Followed by a Spiritual Successor
, Dinner at Eight
, which not only featured a similar narrative structure but had several of the same actors playing similar parts. It was remade in The Forties
as Weekend at the Waldorf
, starring Lana Turner.
This film provides examples of:
- And the Adventure Continues: A young married couple check in to the hotel at the end, indicating that more people wlll come and have adventures at the Grand Hotel.
- Birth/Death Juxtaposition: Shortly after the Baron dies, the major-domo of the hotel (Jean Hersholt) finds out that his wife has delivered a baby boy.

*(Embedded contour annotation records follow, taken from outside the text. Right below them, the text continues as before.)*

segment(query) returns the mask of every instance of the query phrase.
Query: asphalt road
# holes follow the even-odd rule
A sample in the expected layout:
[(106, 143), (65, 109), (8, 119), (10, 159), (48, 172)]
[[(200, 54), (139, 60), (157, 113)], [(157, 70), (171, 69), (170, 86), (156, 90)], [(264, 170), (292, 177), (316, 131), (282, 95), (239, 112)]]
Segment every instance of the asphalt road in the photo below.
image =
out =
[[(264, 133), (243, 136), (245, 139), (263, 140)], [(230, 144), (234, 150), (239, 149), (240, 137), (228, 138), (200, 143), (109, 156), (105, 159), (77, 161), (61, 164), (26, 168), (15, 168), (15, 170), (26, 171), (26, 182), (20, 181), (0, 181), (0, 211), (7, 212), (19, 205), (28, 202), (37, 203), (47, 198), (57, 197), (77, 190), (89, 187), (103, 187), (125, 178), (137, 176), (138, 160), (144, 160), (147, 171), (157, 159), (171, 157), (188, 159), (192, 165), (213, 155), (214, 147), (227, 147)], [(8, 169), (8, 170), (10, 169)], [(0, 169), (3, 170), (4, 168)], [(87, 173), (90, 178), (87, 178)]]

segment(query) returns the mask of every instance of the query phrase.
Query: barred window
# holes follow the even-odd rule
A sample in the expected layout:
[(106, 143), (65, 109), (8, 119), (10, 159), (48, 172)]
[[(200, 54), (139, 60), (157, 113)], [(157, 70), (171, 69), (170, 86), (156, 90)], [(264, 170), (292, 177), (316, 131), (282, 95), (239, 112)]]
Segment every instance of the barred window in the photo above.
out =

- Bittersweet Ending / Downer Ending: The Baron is dead, and Grusinskaya's going to be alone. Kringelein is still going to die. But Preysing at least will face justice, and Flaemmchen and Kringelein will grab some happiness while they can.
- Black Sheep: The Baron describes himself as this. Apparently he's been cut off by his family.
- Book Ends: Opens and closes with the inaccurate observations of Dr. Otternschlag.
- Continuity Nod: Pay close attention at the end and you will hear one of the desk clerks calling out rooms that have become vacant—the rooms that are being vacated by the movie's main characters.
- Distracted by the Sexy: Preysing notices Flaemmchen's legs while dictating a letter.
- Ensemble Cast: Each character gets to carry a storyline, and no single character takes much more screen time than the others.
- Extremely Short Timespan: Takes place over about 48 hours, or two days and nights at the hotel.
- Gentleman Thief: "Baron" Felix von Geigern, although in this case he's apparently been forced to become a hotel thief due to being deeply in debt to bad people.
- Have a Gay Old Time: The Baron and Kringelein agree that the best life is "a short life and a gay one".
- Impoverished Patrician: The Baron is the Black Sheep of his family, and flat broke as a result.
- Info Dump: A series of telephone conversations at the beginning sketch out the stories of several characters.
- Ironic Echo: The "nothing ever happens" line, said by Dr. Otternschlag for the second time after a great deal has happened.
- Jerk Ass: Preysing, he's a perverted tyrant and a cheat.
- Mean Boss: Preysing is this, as established by Kringelein, who was a low-level accountant at Preysing's company. Kringelein lets Preysing have it in an epic "The Reason You Suck" Speech after Preysing is rude to him at the hotel bar.
- Not Even Bothering with the Accent: The only one to use a German accent was Wallace Beery, who plays the main villain.
- Nothing Exciting Ever Happens Here: Subverted and lampshaded (see Ironic Echo).
- "The Reason You Suck" Speech: Kringelein, who no longer has anything to lose, gives this to his scumbag boss, Preysing.
- Screw the Money, I Have Rules!: Kringelein's response when a desperate Preysing tries to buy him off.
- Sexy Secretary: Flaemmchen, who models in her spare time.
- The Von Trope Family: Baron von Geigern, who has fallen on hard times.
- Weimar Republic
- White-Dwarf Starlet: Grusinskaya's ballet tour is drawing very poor audiences. After she blows off a performance, she notices that no one missed her.
- Your Days Are Numbered: Otto Kringelein has a terminal illness, so he spends all his money to live the end of his life in luxury.